Born London
Travelled to Belsen, aged 19, to help the survivors of the concentration camp
Returned to London, trained in trauma counselling and became responsible for more than 700 children orphaned in Auschwitz, before helping to found Amnesty International
Founded Medical Foundation for Care of Victims of Torture
Awarded the OBE
Set up the Helen Bamber Foundation to help survivors of human rights violations

I'm not ashamed of liking nice things: clothes, love, the small patio that I have in my flat. Because I am so aware of losses. The people that I see and treat have lost everything. So I know how much the small things matter and how the things one collects form part of your life.

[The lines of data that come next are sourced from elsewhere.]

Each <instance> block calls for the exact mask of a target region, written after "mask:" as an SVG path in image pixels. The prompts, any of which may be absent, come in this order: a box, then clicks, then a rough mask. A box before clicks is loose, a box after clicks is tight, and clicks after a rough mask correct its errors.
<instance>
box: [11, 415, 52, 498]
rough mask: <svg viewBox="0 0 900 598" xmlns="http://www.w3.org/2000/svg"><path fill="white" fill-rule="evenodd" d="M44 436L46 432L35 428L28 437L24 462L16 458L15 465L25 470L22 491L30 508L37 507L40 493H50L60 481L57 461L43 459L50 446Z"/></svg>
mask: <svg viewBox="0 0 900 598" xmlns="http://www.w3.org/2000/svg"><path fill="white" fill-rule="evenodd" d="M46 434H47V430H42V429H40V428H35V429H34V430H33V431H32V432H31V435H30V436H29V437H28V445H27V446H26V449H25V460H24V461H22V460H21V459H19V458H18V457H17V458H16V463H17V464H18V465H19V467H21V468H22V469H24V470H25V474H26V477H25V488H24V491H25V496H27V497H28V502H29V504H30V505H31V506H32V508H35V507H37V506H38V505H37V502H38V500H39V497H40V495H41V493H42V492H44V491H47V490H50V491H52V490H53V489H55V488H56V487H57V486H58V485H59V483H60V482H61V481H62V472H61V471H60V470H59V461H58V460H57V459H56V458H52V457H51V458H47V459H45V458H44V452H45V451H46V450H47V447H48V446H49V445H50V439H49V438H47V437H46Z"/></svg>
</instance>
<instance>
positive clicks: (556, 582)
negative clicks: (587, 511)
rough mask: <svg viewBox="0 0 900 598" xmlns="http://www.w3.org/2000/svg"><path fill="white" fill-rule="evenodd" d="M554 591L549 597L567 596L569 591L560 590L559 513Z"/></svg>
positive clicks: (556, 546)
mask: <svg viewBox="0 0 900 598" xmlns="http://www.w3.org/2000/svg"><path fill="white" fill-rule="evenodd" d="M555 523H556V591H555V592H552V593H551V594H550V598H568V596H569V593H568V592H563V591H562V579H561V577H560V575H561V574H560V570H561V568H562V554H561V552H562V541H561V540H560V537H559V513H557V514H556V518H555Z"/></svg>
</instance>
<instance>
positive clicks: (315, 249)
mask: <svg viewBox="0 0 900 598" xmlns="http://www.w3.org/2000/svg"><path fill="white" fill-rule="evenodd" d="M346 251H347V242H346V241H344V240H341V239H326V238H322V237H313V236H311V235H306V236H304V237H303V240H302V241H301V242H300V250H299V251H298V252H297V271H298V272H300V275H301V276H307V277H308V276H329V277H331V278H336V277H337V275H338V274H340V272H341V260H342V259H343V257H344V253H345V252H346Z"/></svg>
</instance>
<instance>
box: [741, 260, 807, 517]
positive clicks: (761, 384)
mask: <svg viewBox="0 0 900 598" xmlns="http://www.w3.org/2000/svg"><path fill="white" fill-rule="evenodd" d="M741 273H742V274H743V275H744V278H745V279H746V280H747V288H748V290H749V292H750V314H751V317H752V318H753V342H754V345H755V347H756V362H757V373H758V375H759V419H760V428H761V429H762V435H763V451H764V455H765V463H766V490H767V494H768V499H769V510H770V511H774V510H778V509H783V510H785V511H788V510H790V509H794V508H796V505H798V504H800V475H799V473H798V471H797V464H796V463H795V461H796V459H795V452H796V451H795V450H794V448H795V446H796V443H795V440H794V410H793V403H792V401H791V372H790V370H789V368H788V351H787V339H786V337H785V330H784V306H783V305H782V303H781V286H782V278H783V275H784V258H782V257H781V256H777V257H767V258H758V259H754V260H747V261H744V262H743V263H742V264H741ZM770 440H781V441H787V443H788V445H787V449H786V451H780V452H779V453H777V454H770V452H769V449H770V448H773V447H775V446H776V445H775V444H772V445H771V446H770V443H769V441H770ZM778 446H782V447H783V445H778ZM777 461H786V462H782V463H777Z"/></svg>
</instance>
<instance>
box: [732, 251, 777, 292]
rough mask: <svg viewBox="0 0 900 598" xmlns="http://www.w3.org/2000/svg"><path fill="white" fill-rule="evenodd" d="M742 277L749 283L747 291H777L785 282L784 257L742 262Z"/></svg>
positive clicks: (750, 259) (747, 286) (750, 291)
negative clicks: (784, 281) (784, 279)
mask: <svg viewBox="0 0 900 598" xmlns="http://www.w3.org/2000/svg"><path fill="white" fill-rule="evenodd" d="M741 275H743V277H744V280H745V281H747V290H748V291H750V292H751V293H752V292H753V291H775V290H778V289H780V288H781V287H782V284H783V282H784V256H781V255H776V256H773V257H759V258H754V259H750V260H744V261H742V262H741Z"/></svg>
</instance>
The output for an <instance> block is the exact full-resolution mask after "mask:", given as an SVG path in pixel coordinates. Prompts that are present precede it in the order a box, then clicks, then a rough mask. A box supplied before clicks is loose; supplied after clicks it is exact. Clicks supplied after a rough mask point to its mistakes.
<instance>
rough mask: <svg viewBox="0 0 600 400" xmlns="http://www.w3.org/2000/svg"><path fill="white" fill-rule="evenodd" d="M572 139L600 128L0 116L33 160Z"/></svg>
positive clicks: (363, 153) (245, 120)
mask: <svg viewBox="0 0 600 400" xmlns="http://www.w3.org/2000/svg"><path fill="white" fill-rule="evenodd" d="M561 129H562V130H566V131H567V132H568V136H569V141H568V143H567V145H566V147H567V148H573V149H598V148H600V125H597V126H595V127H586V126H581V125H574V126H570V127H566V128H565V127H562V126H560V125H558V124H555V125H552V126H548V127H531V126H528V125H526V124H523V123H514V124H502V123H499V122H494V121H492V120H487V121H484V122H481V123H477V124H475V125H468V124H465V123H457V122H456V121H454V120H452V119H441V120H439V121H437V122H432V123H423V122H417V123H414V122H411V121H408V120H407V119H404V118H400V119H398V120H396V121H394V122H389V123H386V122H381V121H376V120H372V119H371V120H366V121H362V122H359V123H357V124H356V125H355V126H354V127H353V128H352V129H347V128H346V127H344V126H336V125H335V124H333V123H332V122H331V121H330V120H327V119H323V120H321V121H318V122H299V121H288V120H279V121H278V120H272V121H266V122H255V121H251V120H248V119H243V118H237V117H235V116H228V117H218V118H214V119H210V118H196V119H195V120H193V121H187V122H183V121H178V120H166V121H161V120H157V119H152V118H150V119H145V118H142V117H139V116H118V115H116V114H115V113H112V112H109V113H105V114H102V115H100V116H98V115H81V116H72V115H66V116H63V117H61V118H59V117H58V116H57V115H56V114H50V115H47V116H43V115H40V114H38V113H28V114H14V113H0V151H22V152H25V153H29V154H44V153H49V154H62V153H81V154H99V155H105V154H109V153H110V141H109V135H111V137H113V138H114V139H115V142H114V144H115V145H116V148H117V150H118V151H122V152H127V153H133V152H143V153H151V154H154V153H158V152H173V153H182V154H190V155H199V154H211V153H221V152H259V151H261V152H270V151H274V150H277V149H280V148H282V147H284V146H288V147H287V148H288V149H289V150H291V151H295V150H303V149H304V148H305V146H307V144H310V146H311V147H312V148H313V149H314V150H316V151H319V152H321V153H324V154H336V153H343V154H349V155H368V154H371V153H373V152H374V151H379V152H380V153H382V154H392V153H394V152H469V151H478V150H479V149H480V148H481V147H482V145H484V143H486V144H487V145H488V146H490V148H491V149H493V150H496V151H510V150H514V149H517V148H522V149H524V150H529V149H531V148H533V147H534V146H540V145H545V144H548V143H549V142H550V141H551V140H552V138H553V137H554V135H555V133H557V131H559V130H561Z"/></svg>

I was twenty when I went to Belsen [the concentration camp, to help Holocaust survivors]. And I felt useless for a while. The knowledge that I could be useful came to me as a kind of revelation. I came across a woman sitting on the floor. She was so thin. From a distance she looked like a piece of material. I sat with her while she dug her fingers into my arm and we rocked together, on the floor, while she rasped out her story of loss. She had lost her husband, her children, everyone she had loved. I said, "I can't change history, but I can be your witness. And I promise that your story will be told over and over again."

In the war, I watched my mother when the air raids came. She would sit at the piano looking beautifully put together and with her hair up. There is something about facing adversity and thinking, "I'm going to look the best I can and feel good in myself."

I think I've lost friends and let people outside of work down in small ways by not being available and by putting work first, always first. And it has interfered with relationships, definitely. Now I live alone and have many friends but a seven day week and a preoccupation when the phone goes means some relationships have suffered.

I think I've probably had to exert authority in a way that I would not have needed to had I been taller. I can be quite authoritative, a bit of a bloody nuisanceā€¦ I think I do it less now than when I was young and I try not to be aggressive because that is never helpful when you are trying to represent other people's interests. But I do do it if I feel that people aren't listening or taking what I'm talking about seriously.